The ACL is a primary restraint for anterior tibial translation, and ACL reconstruction (ACLR) has been traditionally successful in restoring normal limits during passive testing. Measuring tibial translation during functional activities is rather challenging. Patients with ACL deficiency and those at the early stages of recovery after ACLR frequently demonstrate a stiff gait strategy that involves increased co-contraction of knee muscles in an attempt to limit excessive anterior tibial translation. Tagesson et al. measured static and dynamic anterior tibial translation before, 5 weeks after, and 5 years after ACLR. They found that even though static tibial translation is not different in the ACL-R knee compared with the intact knee 5 years after surgery, dynamic translation during gait had increased over time and was significantly greater compared with the other knee.

Quadriceps Avoidance

Early biomechanical studies that assessed the motion patterns of ACL-D and ACL-R patients demonstrated that many ACL-D patients walk with a quadriceps avoidance gait characterized by decreased quadriceps activity and lower external knee flexion moment in an effort to control anterior translation of the tibia. However, Knoll et al. found that in patients with chronic ACL deficiency the quadriceps avoidance gait is less common than previously thought. It was also demonstrated that it takes 8 months after ACLR to return to preinjury gait patterns. In a study where volunteers with chronic ACL deficiency and matched healthy controls were compared, it was found that both groups demonstrated similar sagittal plane knee kinetics and kinematics during gait, step activity, and crossover hopping, despite the ACL-D group having significantly worse functional levels and significant strength deficits. A more recent study demonstrated that smaller knee excursions persist at 6 months after surgery and that some sagittal plane deficits are sex-specific.

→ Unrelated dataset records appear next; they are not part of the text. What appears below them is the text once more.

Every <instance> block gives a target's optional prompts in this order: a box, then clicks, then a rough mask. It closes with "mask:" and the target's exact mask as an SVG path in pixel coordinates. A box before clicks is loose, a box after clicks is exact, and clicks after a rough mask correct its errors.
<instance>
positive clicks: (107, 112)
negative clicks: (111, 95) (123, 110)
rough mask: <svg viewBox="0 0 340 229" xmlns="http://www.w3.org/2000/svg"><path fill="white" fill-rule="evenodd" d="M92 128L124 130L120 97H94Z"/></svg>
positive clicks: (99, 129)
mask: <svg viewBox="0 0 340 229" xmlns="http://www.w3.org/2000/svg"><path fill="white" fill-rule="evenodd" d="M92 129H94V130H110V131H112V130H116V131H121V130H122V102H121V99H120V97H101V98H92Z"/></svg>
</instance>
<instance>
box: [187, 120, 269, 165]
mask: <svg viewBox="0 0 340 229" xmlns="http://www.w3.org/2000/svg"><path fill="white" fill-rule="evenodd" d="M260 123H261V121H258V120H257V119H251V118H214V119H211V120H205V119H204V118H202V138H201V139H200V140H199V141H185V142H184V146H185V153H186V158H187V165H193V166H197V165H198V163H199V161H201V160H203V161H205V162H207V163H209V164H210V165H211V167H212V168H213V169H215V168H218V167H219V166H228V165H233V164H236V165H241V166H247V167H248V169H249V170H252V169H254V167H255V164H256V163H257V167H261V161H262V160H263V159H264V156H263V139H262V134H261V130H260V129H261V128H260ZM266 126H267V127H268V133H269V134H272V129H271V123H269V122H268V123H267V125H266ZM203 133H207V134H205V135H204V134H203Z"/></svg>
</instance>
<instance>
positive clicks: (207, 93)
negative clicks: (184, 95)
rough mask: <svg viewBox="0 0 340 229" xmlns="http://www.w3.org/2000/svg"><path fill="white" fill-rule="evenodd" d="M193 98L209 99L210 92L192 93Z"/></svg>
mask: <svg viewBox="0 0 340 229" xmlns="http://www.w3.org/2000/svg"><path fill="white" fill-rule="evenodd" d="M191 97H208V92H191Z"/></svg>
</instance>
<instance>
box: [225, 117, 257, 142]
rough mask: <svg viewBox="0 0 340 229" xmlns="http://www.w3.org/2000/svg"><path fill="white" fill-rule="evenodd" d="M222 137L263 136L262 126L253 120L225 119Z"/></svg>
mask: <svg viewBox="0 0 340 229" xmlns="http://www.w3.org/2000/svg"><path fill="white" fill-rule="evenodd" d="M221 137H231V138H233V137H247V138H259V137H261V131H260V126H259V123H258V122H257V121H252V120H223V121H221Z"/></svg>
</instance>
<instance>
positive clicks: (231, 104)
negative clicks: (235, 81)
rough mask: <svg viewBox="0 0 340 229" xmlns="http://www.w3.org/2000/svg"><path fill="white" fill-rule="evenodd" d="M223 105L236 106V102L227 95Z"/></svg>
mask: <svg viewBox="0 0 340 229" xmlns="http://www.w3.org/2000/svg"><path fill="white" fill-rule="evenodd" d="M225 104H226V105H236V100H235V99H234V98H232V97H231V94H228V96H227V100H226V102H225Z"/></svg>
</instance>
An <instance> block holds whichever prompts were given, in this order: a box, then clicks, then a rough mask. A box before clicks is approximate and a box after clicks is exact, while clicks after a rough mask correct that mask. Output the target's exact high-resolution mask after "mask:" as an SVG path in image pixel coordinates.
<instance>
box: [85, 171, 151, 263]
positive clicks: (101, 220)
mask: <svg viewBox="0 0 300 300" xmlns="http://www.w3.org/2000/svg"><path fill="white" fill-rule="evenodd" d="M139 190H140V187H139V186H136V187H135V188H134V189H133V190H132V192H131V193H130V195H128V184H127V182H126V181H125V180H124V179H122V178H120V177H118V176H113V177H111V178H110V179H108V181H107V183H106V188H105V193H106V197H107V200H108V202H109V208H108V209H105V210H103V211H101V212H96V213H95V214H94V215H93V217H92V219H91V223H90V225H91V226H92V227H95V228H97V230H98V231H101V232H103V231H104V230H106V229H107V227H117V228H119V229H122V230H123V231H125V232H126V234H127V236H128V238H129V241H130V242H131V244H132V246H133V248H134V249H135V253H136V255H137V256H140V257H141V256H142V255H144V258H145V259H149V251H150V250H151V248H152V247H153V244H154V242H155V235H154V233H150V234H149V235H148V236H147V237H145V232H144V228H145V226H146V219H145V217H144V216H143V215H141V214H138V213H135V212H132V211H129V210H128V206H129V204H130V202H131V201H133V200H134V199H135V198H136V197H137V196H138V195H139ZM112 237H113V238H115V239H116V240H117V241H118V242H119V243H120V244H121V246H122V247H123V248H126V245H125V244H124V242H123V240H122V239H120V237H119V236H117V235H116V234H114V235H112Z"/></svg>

A systematic review of sagittal plane knee joint moments comparing ACL-D, ACL-R, and healthy controls supported the notion that ACL-D patients frequently demonstrate a quadriceps avoidance gait that is improved but not completely restored in ACL-R participants. In summary, the literature suggests that focusing on sagittal plane motion may not reveal the whole spectrum of neuromuscular adaptations in ACL-D and ACL-R athletes. Some patients with ACL deficiency demonstrate a quadriceps avoidance adaptation that can be detected by sagittal plane measures. ACLR results in improvement of most sagittal plane pathological deficits, although some adaptations remain.